From a Traditional Marriage to Kitchen Table Polyamory
Although Mikki never really had a high sex drive, it wasn’t until after the birth of her son, that she noticed her sex drive took a real nosedive. “I never had a high sex drive, but about a year after my son was born, I realized I had zero desire. My husband has a high sex drive, and I knew that it would not be sustainable to not have sex in our marriage at that time.”
She was determined to find an alternative to divorce and stumbled upon a polyamory conversation on Clubhouse. Upon doing her own research, she brought up the idea to their husband, who was receptive. “It’s so interesting to me that people weigh sex so heavily in relationships when even if you are having a ton of sex, it’s still a very small percentage of the relationship activity," Mikki shared.
They chose polyamory because Mikki still wanted to be married, but she also wanted to make sure that Raheem was getting his individual needs and desires met, even if that meant meeting them with someone else. “I think that we have been programmed to think that our spouses need to be our 'everything.' We do not operate like that. There is no one way that fits all when it comes to relationships, despite what society may try to tell you. Their path to doing this thing called life together may be different from yours, but they found what works for them. We have chosen to design a marriage that works for us,” Mikki explained.
"We have chosen to design a marriage that works for us. We both consent to each of us having everything from casual sex partners to lifetime partners if it should go there. We believe love is abundant and do not limit ourselves or each other on how we express it."
She continued, “We both consent to each of us having everything from casual sexual partners to lifetime partners if it should get there. We believe love is abundant and do not limit ourselves or each other on how we express it.
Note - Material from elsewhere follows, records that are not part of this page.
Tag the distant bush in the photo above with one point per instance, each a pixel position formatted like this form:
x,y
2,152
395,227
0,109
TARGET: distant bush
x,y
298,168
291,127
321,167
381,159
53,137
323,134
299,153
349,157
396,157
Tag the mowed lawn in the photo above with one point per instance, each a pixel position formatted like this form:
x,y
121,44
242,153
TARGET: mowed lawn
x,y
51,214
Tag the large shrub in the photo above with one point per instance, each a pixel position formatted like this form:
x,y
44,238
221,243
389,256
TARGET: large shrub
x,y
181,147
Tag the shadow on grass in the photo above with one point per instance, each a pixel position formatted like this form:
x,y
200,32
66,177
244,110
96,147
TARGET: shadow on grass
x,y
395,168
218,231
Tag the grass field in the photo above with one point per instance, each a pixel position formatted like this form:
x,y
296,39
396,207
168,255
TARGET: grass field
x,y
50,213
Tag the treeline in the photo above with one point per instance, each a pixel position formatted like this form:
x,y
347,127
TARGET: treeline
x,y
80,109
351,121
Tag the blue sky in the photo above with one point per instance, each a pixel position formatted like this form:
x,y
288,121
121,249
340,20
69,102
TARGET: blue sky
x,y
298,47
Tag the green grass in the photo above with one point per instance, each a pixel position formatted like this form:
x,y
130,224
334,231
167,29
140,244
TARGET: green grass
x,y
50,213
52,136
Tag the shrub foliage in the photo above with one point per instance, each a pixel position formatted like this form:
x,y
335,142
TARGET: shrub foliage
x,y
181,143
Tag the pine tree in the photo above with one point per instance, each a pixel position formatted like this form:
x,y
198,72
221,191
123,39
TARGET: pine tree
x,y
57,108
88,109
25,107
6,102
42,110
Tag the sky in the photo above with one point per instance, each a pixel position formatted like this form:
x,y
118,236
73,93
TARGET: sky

Our dynamic is parallel with kitchen table poly aspirations.”
Kitchen table polyamory (KTP) is a polyamorous relationship in which all participants are on friendly terms enough to share a meal at the kitchen table. Basically, it means you have some form of relationship with your partner’s other partner, whether as a group or individually. A lot of times, KTP relationships are highly personal and rooted in mutual respect, communication, and friendship.
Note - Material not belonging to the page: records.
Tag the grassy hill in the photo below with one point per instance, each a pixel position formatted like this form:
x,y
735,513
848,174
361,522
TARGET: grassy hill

Intimacy in an Asexual Polyamorous Marriage
Mikki says she and her husband, Raheem, still share intimate moments despite being in a polyamorous marriage. “Our intimacy is emotional, intellectual, spiritual, and physical, although non-sexual. We are intentional about date nights weekly, surprising and delighting each other daily, and most of all, we communicate our needs regularly. In my opinion, our intimacy is top-tier! I give my husband full-body massages, mani-pedis and make sure I am giving him small physical touches/kisses throughout the day. He is also very intentional about showing me his love and affection.”
Raheem and Mikki now use their lives as examples for others. On their website, thepolycouplenextdoor.com, they coach people interested in learning how to be consensually non-monogamous. “We are both relationship coaches. I specialized in emotional regulation, and Raheem specializes in communication and conflict resolution. The same tools we use in our marriage help our clients succeed in polyamory."
Mikki advises people who may be asexual or seeking non-monogamy to communicate their needs openly and to consider seeking sex therapy or intimacy coaching. Building a strong relationship with a non-sexual partner requires both empathy and compassion.